In short, the tide on these projects could finally turn, according to the Prologis report.
"COVID-19 has brought more than five years of development to the retail landscape in less than five months," said the report, which assessed the opportunities and barriers to moving from retail to logistics. At the same time, the report continues: “The rising demand for high quality and filling logistics real estate is increasing due to the accelerated adoption of e-commerce and just-in-case inventory. Overall, these changes have led retail owners to look into the possibility of converting retail space for distribution purposes. "
In general, the REIT said, “Class A and B shopping malls remain viable as retail properties.” However, the report continued, “Anchor redevelopment [in such properties] has started to become feasible. We estimate that there will be between 60 and 110 shopping centers with anchor refurbishment among the 400 or so shopping centers in Prologis stores. "
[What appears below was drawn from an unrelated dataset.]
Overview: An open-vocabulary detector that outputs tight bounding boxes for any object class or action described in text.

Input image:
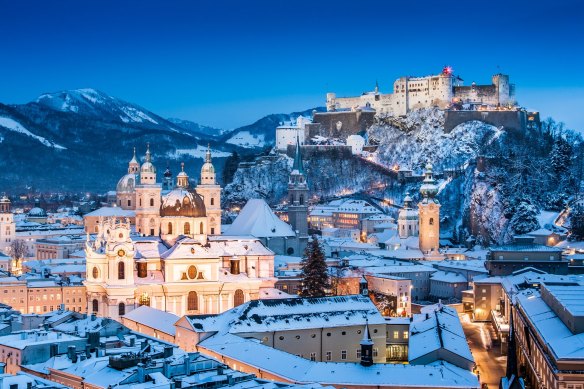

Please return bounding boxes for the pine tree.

Prologis estimates 10 to 20% of Class C and D malls, which span approximately 11 million square feet, will need full renovation.
When it comes to freestanding retail, there are fewer options to convert, but there are still some. According to Prologis, sites larger than 6 to 8 hectares are the only candidates. Given that retail stores are the largest category of retail, the company forecast a move from retail to logistics of approximately 45 million square feet over the next 10 years.
Conversion is not easy, the report warned. One of the considerations is the profitability of logistics tenants compared to higher-quality tenants; the politics of downzoning; the physical layout of a site and legal issues.
"Even if strategy and economics are aligned, conversions won't happen quickly," warned Prologis. "Existing agreements will be an obstacle in the short term."
Still, the REIT predicted, "The incremental new supply of logistics from retail remodeling will be five to 10 million square feet per year for the next ten years."